The future just pulled up in your driveway. Your new connected vehicle may be able to alert you to potholes in the road, point out traffic jams ahead, auto brake to avoid a crash, or even send weather data to a recording agency whenever you activate your windshield wipers. Features like remote start and the ability to unlock that car from a smartphone are high on consumer wish lists. However, experts say drivers will be at risk for more data theft if the evolution of smart cars continues without plans for data privacy and security.
Many 2017 cars come equipped with two connected systems. One is dubbed “infotainment.” It lets you surf the web, stream music, and provide passengers with entertainment. The other is the automobile’s vital systems that include starting and braking. Driver expectations like remote starting options connect the infotainment system to the “safety critical” systems. This connection triggers concerns because infotainment, up to this point in time, has received far less security scrutiny than critical systems.
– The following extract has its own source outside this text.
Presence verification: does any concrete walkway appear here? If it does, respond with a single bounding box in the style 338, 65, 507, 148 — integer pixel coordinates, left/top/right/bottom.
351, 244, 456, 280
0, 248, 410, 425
Both info and critical operations need robust security when they combine to complete a task.
These issues and those regarding driverless cars were the focus on June 28th when federal security regulators in Washington DC brought together automotive, privacy, and cybersecurity experts to discuss the many data safekeeping issues that accompany connected cars.
Rental cars have sparked some of the first words of caution. When your smartphone is synced to a rented unit, data is exchanged.
“It captures your entire contact list and all the rich data associated with that. Stores it on the vehicle. Now, it would seem to me to be priority to ensure that after the rental period was over that data was routinely deleted,” said Marc Rotenberg, spokesman for the Electronic Privacy Information Center (EPIC).
Dr. Miroslav Pajic of Duke University voiced concern about zero-day flaws—one unknown to the maker—in a manufacturer’s system that could allow hackers to take over hundreds of thousands of cars all at once.
“We have seen that in mobile computing, in medical devices, so it’s only a matter of time before we hear things of this sort (in connected cars),” he warned. “Once the hacker gets access to things inside the vehicle, they could wreak havoc.”
While the automotive industry has learned a great deal about wireless security from connected home devices and their checkered history, autos present a more complex picture for regulators. Here are some of the issues:
- Will collected data be shared with health or auto insurance companies?
- What about pre- or post-crash data?
- Will more cars come with auto-disabling switches, which are already used by certain lenders if borrowers are considered high risk?
- Could ransomware target automobiles?
- When you sell your smart car, can your GPS and other data be erased easily?
- Who actually owns the data—the carmaker or car buyer?
Most of these questions have no current answers. Consider that your car could track your heart rate, acceleration, braking patterns, and perhaps even your breath alcohol one day. It’s clear that the time for rapid planning has arrived.